Of the eleven chapters in the book, eight have been already published in learned journals and newspapers, one of which is an engrossing interview with her by N. Ram in Frontline. Six essays are on her novel, The God of Small Things, two are of a general nature, two are on her non-fiction and the last is the spicy interview. Her fictional and non-fictional writings cannot be kept apart from each other. For her, literary and political concerns are but two sides of the same coin.Aijaz Ahmed's brilliant essay, "Reading Arundhati Roy Politically," argues that the The God of Small Things is the most accomplished novel by an Indian author, but faults her novel on three counts: "far too much is anxiously written, and therefore overwritten"; "the book panders to the prevailing anti-Communist sentiment which damages it both ideologically and formally ... she has neither a feel for Communist politics nor a rudimentary knowledge of it," and, "the way it depicts and resolves the issues of caste and sexuality, especially female sexuality ... since the novel does stake its transgressive and radical claim precisely on issues of caste and bodily love." Devon Campbell-Hall's essay examines Michael Ondaatje's The English Patient and Roy's The God to show how the two works of fiction spiritualise manual labour. The skilled artisans Kip and Velutha, the two "disruptive catalysts" are so portrayed that they reject global industrialisation. They occupy what Homi Bhabha calls `the third space' which empowers manual labour, breaking the footholds of traditional culture that would ascribe occupations based on birth. Madhu Benoit treats The God as a `scriptable' (in Roland Barthes's sense) novel and discusses the `metatemporal narrative mode' shifting points of view, disrupted narration and achrnolological time.
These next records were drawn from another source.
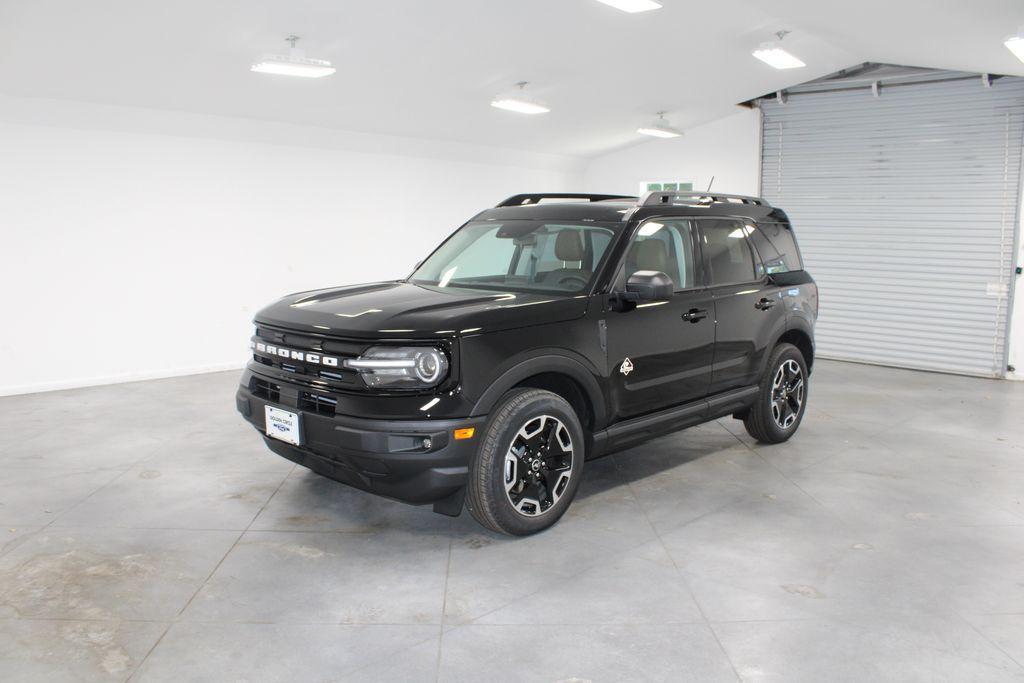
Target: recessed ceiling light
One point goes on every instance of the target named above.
(659, 128)
(1016, 44)
(294, 63)
(633, 6)
(519, 102)
(773, 55)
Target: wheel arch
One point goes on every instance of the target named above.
(566, 377)
(802, 340)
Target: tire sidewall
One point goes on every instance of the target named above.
(499, 438)
(785, 352)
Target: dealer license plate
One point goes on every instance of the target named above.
(283, 425)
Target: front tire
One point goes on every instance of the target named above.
(782, 397)
(528, 464)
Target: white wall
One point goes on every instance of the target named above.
(1016, 338)
(727, 148)
(129, 255)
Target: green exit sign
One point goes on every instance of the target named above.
(670, 186)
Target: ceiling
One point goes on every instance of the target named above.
(429, 69)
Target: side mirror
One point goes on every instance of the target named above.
(650, 286)
(643, 286)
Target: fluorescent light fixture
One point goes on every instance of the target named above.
(773, 55)
(294, 63)
(659, 128)
(776, 56)
(1016, 45)
(633, 6)
(519, 102)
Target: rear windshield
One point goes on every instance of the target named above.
(519, 255)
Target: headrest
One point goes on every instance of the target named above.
(568, 246)
(651, 255)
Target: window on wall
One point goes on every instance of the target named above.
(728, 251)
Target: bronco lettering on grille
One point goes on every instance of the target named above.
(292, 354)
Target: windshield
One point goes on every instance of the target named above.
(519, 255)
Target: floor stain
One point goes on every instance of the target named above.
(73, 582)
(100, 639)
(804, 590)
(305, 520)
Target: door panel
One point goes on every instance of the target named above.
(670, 356)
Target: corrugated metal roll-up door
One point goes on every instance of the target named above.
(905, 205)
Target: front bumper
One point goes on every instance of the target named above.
(383, 457)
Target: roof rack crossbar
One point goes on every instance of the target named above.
(656, 198)
(526, 200)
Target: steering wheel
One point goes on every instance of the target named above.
(568, 281)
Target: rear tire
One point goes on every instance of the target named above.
(781, 398)
(528, 464)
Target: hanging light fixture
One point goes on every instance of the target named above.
(659, 128)
(294, 63)
(518, 101)
(772, 54)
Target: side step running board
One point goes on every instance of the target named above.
(630, 432)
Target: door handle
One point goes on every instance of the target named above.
(695, 314)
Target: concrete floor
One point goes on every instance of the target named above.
(145, 531)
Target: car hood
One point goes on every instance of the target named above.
(398, 309)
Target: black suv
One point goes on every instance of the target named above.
(548, 331)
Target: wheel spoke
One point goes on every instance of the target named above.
(786, 393)
(538, 465)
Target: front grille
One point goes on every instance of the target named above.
(316, 403)
(333, 376)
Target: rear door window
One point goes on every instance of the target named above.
(728, 252)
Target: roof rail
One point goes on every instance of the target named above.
(655, 198)
(526, 200)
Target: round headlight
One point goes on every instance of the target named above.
(430, 365)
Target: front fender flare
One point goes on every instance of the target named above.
(518, 370)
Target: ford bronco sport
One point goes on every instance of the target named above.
(548, 331)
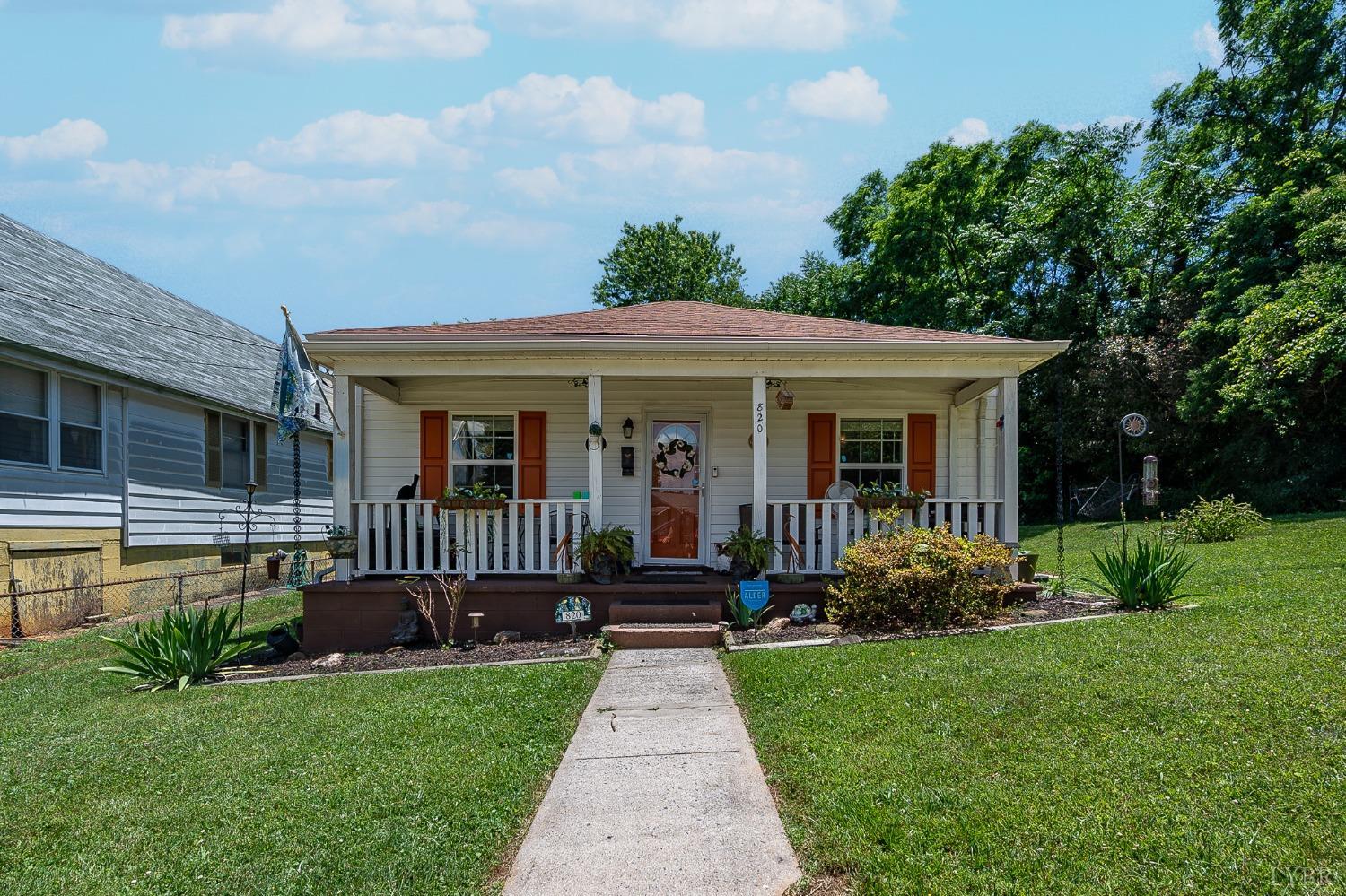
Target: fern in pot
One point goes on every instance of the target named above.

Brinda Bose looks at the deliberate transgressive sexual choices of Ammu and Rahel to draw attention to the politics of eroticism. It explodes the myth that love and sexual indulgence are only the prerogatives of the elite. Julie Mullaney's essay evaluates Roy's `anti-capitalist, transnational feminist practice' which is to build the solidarity of women cutting across national, racial boundaries with a view to lend a voice to the struggles of working-class women and thus make feminist agendas visible and explicit in anti-globalisation movements. Bishnupriya Ghosh in "Tallying Bodies: The Moral Math of Arundhati Roy's Non-Fiction" discusses at length the entire range of Roy's non-fictional works. The dominant vein in this essay is the whole litany of injustices perpetrated on countless `non-citizens' the world over. Gail Omvedt takes Roy to task for making over-simplified claims such as her dismissal of `big dams' (Narmada Bachao Andolan) which in the long run help in benefiting the rural folk leading them to a life of prosperity. She condemns Roy's support to anti-development organisations. Murari Prasad succinctly sums up Roy's contribution "to give a forum to myriad voices of the subaltern across the human community. Imbued with the passion for mobilising the marginal, her courage of conviction permeates the entire range of her writings."The essays, scholarly in nature, provide the right perspective for a fuller comprehension of Arundhati Roy's works.